H. H Jangtrul Y Rinpoche, lama bhoutanais interviewé par The Buddhist Channel le 16 juin 2008, reprenait également ce thème de la perte des traditions culturelles et religieuses chez les jeunes du Bhoutan : « La jeunesse bhoutanaise est en train de s’éloigner de plus en plus de ses valeurs spirituelles d’origine. Bien sûr, ils ne sont pas entièrement à blâmer. La modernité leur a, en quelque sorte, fait croire que le bonheur et l’accomplissement de soi se trouvaient dans la consommation (…) » (6).

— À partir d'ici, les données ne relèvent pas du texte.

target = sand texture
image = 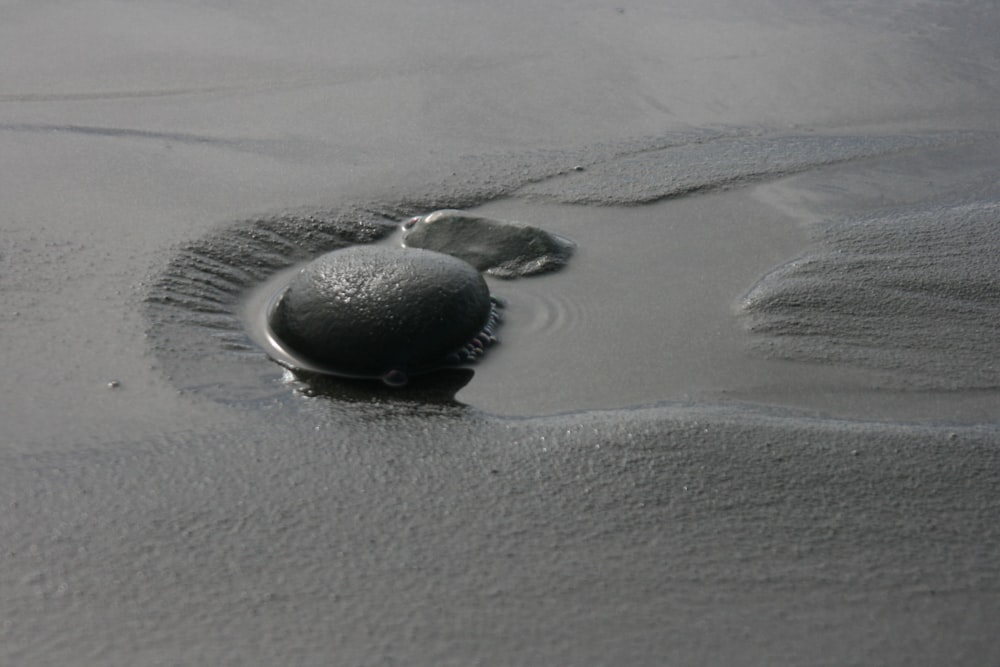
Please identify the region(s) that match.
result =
[0,0,1000,666]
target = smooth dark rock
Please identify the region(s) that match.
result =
[269,246,493,384]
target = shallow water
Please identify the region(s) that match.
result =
[0,0,1000,665]
[151,128,998,423]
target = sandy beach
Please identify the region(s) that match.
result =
[0,0,1000,665]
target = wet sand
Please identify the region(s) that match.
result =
[0,0,1000,665]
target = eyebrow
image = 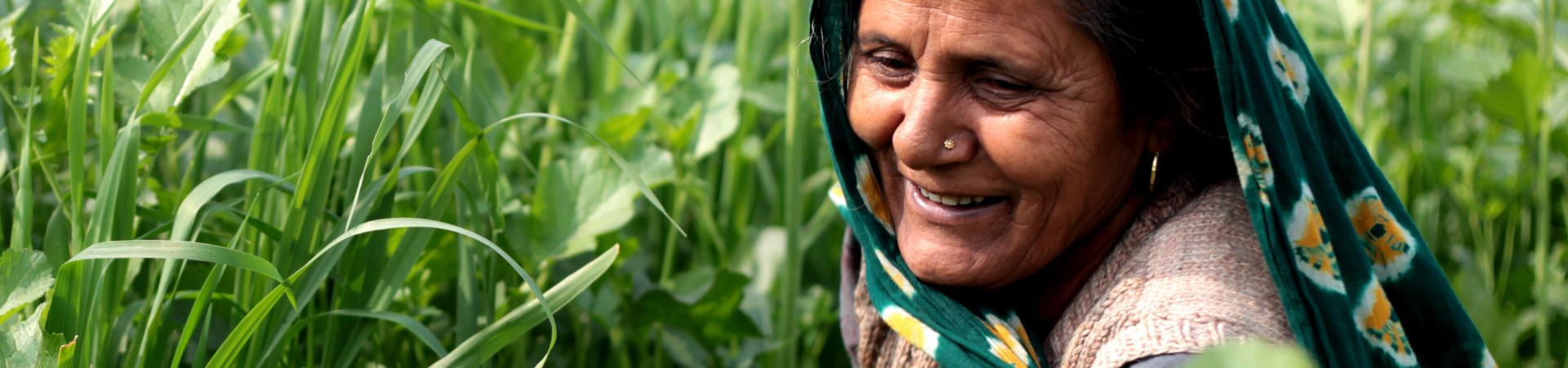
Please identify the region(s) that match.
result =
[856,31,1030,72]
[854,31,908,48]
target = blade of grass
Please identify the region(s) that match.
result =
[452,0,561,34]
[559,0,644,85]
[136,172,293,368]
[141,113,251,133]
[66,240,284,290]
[285,308,447,357]
[430,246,621,366]
[207,218,554,366]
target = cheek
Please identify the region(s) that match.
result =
[849,73,903,149]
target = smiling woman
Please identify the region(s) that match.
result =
[813,0,1490,366]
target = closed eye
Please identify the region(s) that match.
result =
[866,50,914,83]
[975,78,1040,104]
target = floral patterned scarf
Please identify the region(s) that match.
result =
[811,0,1494,366]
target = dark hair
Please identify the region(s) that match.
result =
[1063,0,1236,179]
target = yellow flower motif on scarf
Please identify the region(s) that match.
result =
[1268,33,1312,107]
[1285,188,1345,295]
[854,155,893,233]
[1231,113,1273,206]
[985,313,1040,368]
[876,249,914,298]
[1356,281,1416,366]
[1345,188,1416,281]
[880,305,942,358]
[828,182,849,206]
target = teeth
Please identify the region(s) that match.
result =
[915,186,985,205]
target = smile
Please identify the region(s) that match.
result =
[914,184,1000,206]
[905,180,1009,227]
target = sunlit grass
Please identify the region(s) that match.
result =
[0,0,1568,366]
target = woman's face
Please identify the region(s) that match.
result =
[849,0,1154,288]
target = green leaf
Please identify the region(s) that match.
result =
[658,327,714,368]
[288,308,447,357]
[452,0,561,33]
[0,249,55,317]
[1186,339,1314,368]
[66,240,287,290]
[0,24,16,75]
[431,246,621,366]
[0,307,75,368]
[133,0,242,111]
[141,113,251,133]
[692,64,742,158]
[527,147,675,257]
[561,0,643,83]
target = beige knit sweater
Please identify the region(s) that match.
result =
[847,180,1294,368]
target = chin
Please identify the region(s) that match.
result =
[898,240,1022,290]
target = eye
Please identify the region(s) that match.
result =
[866,50,914,82]
[975,77,1040,102]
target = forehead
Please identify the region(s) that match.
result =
[859,0,1094,64]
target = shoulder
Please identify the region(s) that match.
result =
[1050,180,1294,366]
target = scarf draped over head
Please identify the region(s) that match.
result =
[811,0,1494,366]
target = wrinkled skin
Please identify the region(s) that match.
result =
[849,0,1169,290]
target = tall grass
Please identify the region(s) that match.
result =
[0,0,1568,366]
[1287,0,1568,366]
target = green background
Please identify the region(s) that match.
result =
[0,0,1568,366]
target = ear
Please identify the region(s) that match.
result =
[1143,117,1176,153]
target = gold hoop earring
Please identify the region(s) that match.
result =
[1149,152,1160,191]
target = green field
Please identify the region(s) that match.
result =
[0,0,1568,366]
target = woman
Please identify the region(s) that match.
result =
[813,0,1491,366]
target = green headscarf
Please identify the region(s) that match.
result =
[811,0,1496,366]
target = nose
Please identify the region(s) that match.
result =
[892,77,980,171]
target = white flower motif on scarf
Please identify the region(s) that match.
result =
[1356,281,1416,366]
[1268,33,1312,107]
[1345,186,1419,281]
[880,305,942,358]
[1231,113,1273,206]
[1285,187,1345,295]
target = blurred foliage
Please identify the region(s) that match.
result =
[1285,0,1568,366]
[0,0,1568,366]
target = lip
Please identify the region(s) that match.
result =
[903,180,1009,225]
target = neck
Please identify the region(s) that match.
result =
[949,183,1149,334]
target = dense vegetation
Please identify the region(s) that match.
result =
[0,0,1568,366]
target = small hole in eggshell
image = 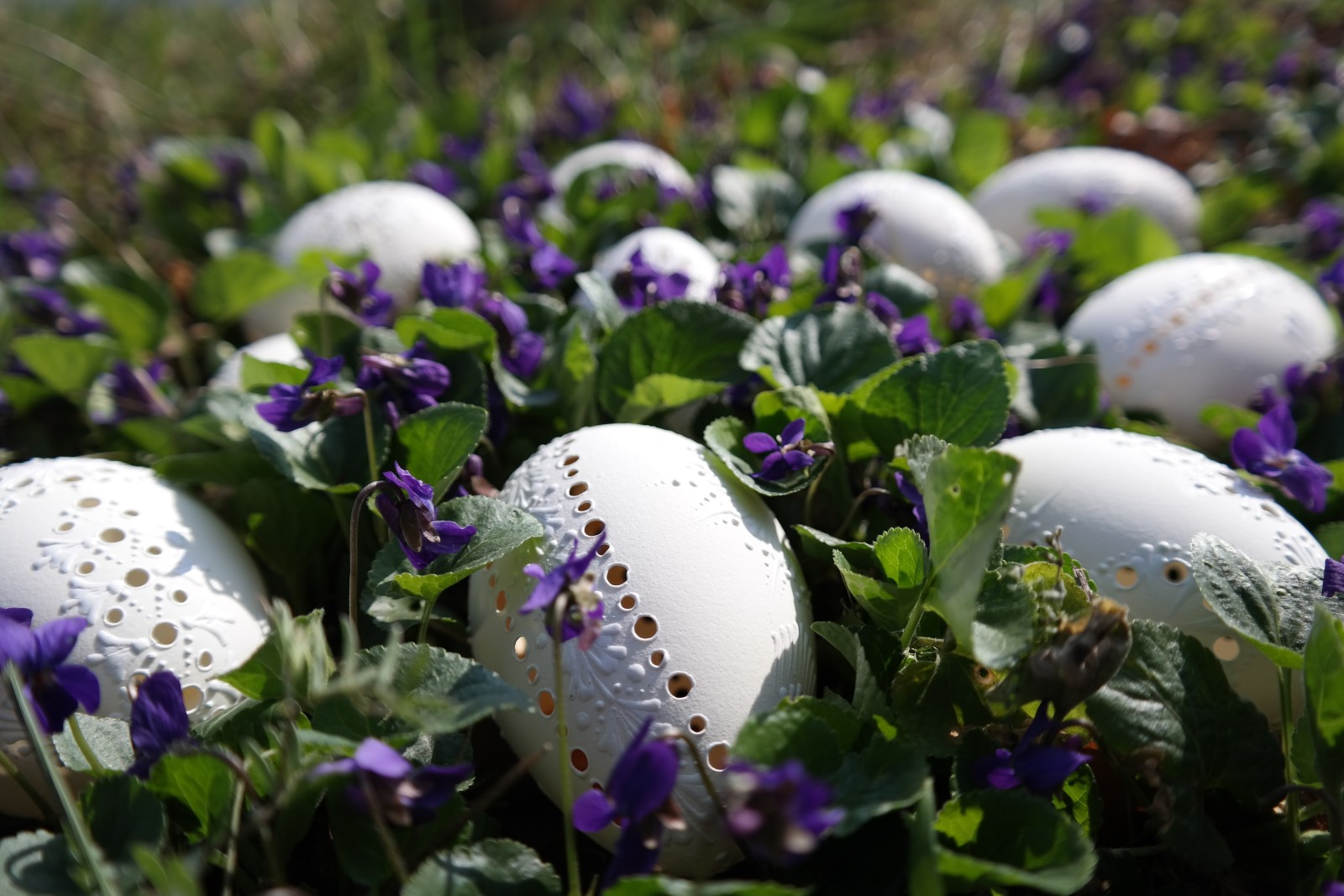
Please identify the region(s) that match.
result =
[668,672,695,700]
[710,744,728,771]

La crainte de la modernité et de ses dangers est un sujet d’actualité au Bhoutan. Le lendemain de son couronnement, le 7 novembre 2008, le jeune roi du pays himalayen, Jigme Khesar Namgyel, âgé de 28 ans et diplômé d’Oxford, avait, dans un discours aux accents nationalistes, promis à son peuple de le préserver de la mondialisation. « Ma plus grande inquiétude est qu’au moment où le monde change, nous perdions ces valeurs fondamentales sur lesquelles se fonde notre identité en tant que nation et peuple », avait-il déclaré devant 3 000 personnes dans le stade de la capitale (7).
« Ces infiltrations étrangères culturelles subversives », conclut le vénérable Choden, ne peuvent être combattues que par une sensibilisation faite par les religieux bouddhistes et les anciens. Dans cette optique, il a suggéré aux moines et nonnes bouddhistes de sortir des monastères et de se mêler aux jeunes « afin de les imprégner de l’essence même de notre héritage bouddhiste ».